Talk:John Boyd (military strategist)

From Wikipedia, the free encyclopedia

WPMILHIST This article is within the scope of the Military history WikiProject. If you would like to participate, please visit the project page, where you can join the project and see a list of open tasks.
B This article has been rated as B-Class on the quality scale.

Contents

[edit] NPOV

The article reads too much like an advertisement for Boyd, accepting his claims uncritically. For instance, that stuff about Gödel's Incompleteness Theorem has very little to do with what the theorem actually states. It is rather doubtful that Boyd understood any of it. Leibniz 11:31, 27 July 2006 (UTC)

Actually it has a lot to do with what the theorem states. The essence of the theorem is that a static logical system cannot fully capture all truth. If Boyd didn't understand it then I would have to say Chaitin didn't either http://www.cs.auckland.ac.nz/CDMTCS/chaitin/sciamer3.html because both of them concluded the same thing that a static logical system would not work according to Godel's theorem and would require the addition of new axioms in the light of new information.
  • No. A "static logical system", as you put it, is a set of axioms in some formal language, e.g. the Peano axioms, stuff like that. That has nothing to do with what some Colonel knows or does not know about what the enemy is up to. Chaitin's pop-logic salesmanship is lamentable if it promotes such confusions. Leibniz 13:19, 29 October 2006 (UTC)

[edit] Confused Theories

The article similarly confuses Heisenberg's uncertainty principle with chaos theory. Uncertainty in the common venacular says that observation affects the outcome, which as far as I can tell has nothing to do with Boyd. Chaos says that small pertubations in a complex system can cause large changes in outcome, especially if the system involves feedback loops. Air combat is certainly a feedback loop between the combatants, and so at least Chaos Theory may be relevant to this topic.

I don't know enough Boyd history to know whether Boyd was confused about Heisenberg and Chaos, or if it is just the writers of this article who are confused.

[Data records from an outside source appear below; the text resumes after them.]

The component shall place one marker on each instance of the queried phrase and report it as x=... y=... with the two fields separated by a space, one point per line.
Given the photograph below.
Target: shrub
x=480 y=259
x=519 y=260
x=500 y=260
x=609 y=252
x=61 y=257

In either case it should be fixed, either by deleting the Heisenberg reference entirely, or by explaining some confusion in Boyd's writings about Heisenberg. Crispincowan 21:19, 12 December 2006 (UTC)

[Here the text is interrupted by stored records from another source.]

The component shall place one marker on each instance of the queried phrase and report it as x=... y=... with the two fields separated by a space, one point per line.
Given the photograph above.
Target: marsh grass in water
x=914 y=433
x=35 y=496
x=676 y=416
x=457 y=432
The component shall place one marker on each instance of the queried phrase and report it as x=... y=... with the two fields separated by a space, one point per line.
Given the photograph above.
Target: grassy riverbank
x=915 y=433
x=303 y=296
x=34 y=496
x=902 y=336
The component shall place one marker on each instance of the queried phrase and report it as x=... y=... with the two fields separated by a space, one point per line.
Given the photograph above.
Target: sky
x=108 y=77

I've removed the confusion of chaos with Heisenberg and entropy. Chaos theory became widely known much more recently than the other stuff, so it looks like anachronistic additions to Boyd's pop science. Leibniz 22:38, 12 December 2006 (UTC)

[edit] Incest ?

A paragraph of the Incest article leads the reader to this John Boyd Article.

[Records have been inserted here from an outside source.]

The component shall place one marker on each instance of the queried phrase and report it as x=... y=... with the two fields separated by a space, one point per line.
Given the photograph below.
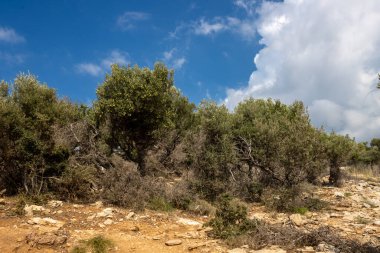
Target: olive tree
x=278 y=141
x=28 y=154
x=134 y=105
x=339 y=152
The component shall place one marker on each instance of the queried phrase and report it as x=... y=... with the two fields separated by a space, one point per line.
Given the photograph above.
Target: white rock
x=108 y=222
x=30 y=209
x=130 y=215
x=237 y=250
x=188 y=222
x=107 y=212
x=339 y=194
x=297 y=219
x=173 y=242
x=55 y=203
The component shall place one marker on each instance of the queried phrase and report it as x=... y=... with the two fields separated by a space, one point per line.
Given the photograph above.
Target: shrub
x=295 y=199
x=124 y=186
x=136 y=104
x=202 y=207
x=211 y=151
x=278 y=140
x=97 y=244
x=230 y=219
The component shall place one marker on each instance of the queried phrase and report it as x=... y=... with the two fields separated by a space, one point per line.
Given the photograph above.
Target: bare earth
x=58 y=227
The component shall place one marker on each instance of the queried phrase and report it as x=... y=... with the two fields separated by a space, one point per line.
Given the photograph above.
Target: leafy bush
x=230 y=219
x=136 y=105
x=211 y=151
x=279 y=141
x=97 y=244
x=124 y=186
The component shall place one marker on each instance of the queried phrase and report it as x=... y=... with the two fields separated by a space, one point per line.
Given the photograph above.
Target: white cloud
x=89 y=68
x=244 y=26
x=10 y=58
x=172 y=59
x=325 y=53
x=129 y=19
x=9 y=35
x=205 y=28
x=178 y=63
x=116 y=57
x=97 y=69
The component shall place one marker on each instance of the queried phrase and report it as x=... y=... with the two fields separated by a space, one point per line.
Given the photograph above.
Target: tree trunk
x=334 y=174
x=141 y=153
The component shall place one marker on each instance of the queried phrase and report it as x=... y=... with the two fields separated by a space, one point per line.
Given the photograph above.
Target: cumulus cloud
x=10 y=36
x=11 y=58
x=128 y=20
x=172 y=59
x=325 y=53
x=97 y=69
x=89 y=68
x=245 y=27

Sometimes the word "incestuous" is also used metaphorically to describe other inappropriately close relationships, for example between an authority figure and a subordinate, or between people in the same profession or creative field. The term "incest group" is also common in high school, and denotes a group of friends that only date others within their group. Institutions such as churches, colleges, and sometimes whole nations can be described as incestuous when inappropriately close relationships, corrupt conflicts of interest and secret collusions occur inside the institution and especially within the institution's top echelons such as in cases John Boyd exposed in the Pentagon.

Please verify. 69.196.4.153 15:20, 25 February 2006 (UTC)

[edit] wars

My recollection from reading a biography on Boyd was that he served in Vietnam, but not as a pilot like he was in the Korean War. In fact he intentionally got himself sent to Vietnam and ran a small base if not mistaken, just so he could be recognized for that service.